Member of the House of Representatives of Liberia
- In office 2012–2020
- Preceded by: Moses Saah Tandanpolie Sr.
- Succeeded by: Frank Saah Foko Jr.
- Constituency: Montserrado-9

Personal details
- Born: Munah Evangeline Pelham 22 September 1983 Liberia
- Died: 8 July 2020 (aged 36) Accra, Ghana
- Political party: Congress for Democratic Change
- Spouse(s): Dr. Raymond Youngblood, Jr.
- Children: Sarafina Munah Youngblood
- Alma mater: University Of Liberia
- Committees: Women Legislative Caucus of Liberia | Contracts, Monopolies, Public Procurement & Concession | Gender, Child Protection & Social Welfare | Youth & Sports | Foreign Affairs | Oil & Gas, Banking & Currency | Rules Order & Administration | Secretary General Montserrado County Legislative Caucus | Financial Secretary Women Legislative Caucus of Liberia/Congress For Democratic Change/Legislative Caucus | St. Philomena Lady Auxiliary #306 Knights of St John International
- Nickname: The King Maker

= Munah Pelham-Youngblood =

Liberian politician (1983–2020)

Munah Evangeline Pelham-Youngblood (22 September 1983 – 8 July 2020) was a Liberian politician. She was elected twice to the Liberian House of Representatives. She was the youngest person ever elected to the Liberian parliament. A partisan of the Congress for Democratic Change, she belonged to the inner circle of President George Weah.

==Early life and family==
Munah Evangeline Pelham was born on 22 September 1983. Her parents were Col. Walter Maxwell Pelham Sr., a senior Liberian National Police officer and head coach of the Liberia national football team, and Elizabeth Pelham, Comptroller of the House of Representatives. She was married to international gold miner Dr. Raymond Youngblood, Jr. in 2013. Hon. Pelham-Youngblood and her husband have one daughter Sarafina Munah Youngblood. Munah Pelham-Youngblood earned a B.Sc. degree in mass communications and a master's degree in international relations from the University of Liberia.

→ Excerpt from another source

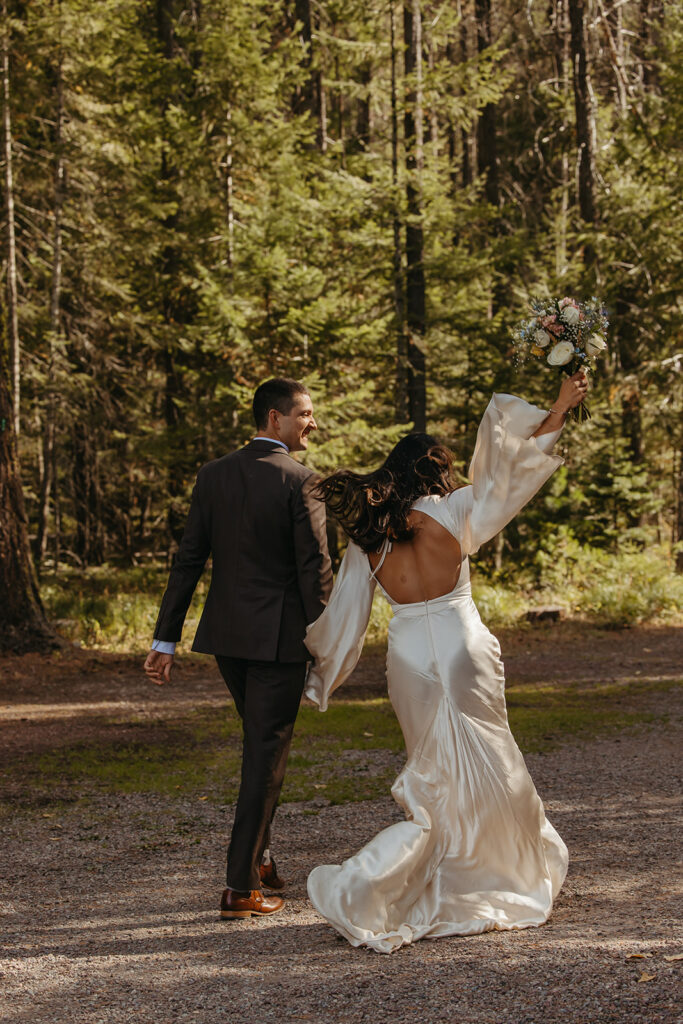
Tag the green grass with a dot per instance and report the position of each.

Before being introduced into politics by her husband Pelham-Youngblood worked as a fashion and runway model. She was a beauty queen, and represented Liberia in Miss Malaika International 2004 and Miss Silverbird International in 2005. She was the first runner-up in the Miss Liberia contest of 2005.

==Parliamentarian==
Pelham-Youngblood was elected to the House of Representatives from the 9th District of Montserrado County in the 2011 Liberian general election, at the age of 27, she defeated 20 candidates in the 2011 elections, and as the incumbent in the 2017 Liberian general election, standing as a Congress for Democratic Change candidate she defeated 13 candidates.

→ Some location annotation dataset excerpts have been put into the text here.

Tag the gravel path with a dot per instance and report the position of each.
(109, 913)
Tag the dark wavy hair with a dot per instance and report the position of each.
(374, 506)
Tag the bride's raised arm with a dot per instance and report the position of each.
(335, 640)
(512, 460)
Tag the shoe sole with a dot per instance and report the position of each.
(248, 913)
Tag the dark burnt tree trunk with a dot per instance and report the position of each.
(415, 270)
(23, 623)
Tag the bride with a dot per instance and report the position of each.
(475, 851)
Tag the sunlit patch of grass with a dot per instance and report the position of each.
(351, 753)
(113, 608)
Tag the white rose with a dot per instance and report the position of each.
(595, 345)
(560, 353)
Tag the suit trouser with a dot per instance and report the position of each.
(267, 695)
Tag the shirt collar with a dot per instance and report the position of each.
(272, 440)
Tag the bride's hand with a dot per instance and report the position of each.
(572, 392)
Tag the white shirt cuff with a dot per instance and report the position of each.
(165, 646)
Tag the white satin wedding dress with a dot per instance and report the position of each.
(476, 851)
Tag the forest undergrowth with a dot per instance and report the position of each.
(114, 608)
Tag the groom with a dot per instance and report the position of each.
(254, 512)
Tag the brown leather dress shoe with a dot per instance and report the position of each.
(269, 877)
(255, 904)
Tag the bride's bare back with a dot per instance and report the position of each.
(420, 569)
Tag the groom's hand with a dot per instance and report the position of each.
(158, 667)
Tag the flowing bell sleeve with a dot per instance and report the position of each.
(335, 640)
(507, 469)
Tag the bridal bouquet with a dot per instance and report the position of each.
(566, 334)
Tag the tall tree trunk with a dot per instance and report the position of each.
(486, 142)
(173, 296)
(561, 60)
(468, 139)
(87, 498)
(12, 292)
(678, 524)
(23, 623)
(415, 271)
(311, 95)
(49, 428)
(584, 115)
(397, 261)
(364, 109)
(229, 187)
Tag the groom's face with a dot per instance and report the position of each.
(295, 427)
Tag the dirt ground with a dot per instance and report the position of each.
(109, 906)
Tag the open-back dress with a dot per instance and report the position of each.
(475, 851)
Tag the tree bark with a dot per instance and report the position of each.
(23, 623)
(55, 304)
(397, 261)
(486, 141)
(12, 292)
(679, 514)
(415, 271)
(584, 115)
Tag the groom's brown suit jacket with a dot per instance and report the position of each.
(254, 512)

In the House of the Representatives, she chaired the committee on the Executive. After the election of George Weah as President of Liberia, she organized the 2018 and 2019 State of the Nation addresses of President Weah. She co-chaired the Women's Legislative Caucus (and later served as the financial secretary of the Women's Legislative Caucus) and the Committee on Contracts, Monopolies, Public Procurement & Concession, and was a member of the Committees on Gender, Child Protection & Social Welfare, Youth & Sports, Foreign Affairs, Oil & Gas, Banking & Currency, Rules Order & Administration. She served as the secretary general of the Montserrado County Legislative Caucus. She chaired the Liberian chapter of the World Bank/IMF Parliamentary Network.

==Illness and death==
Pelham-Youngblood reportedly fell ill in mid-April 2018 and travelled out of Liberia for medical treatment, visiting Ghana and Ivory Coast before going to India. While receiving treatment in India, rumours spread on Liberian social media of her death, provoking a rebuttal from her family.

Pelham-Youngblood returned to Liberia on 18 July 2018. A thanksgiving service was held at Lakpazee Community Church in Lakpazee, Sinkor, Monrovia to celebrate her return. In 2019, she was out of Liberia for ten months for medical treatment. She died in Accra, Ghana, on 8 July 2020, aged 36.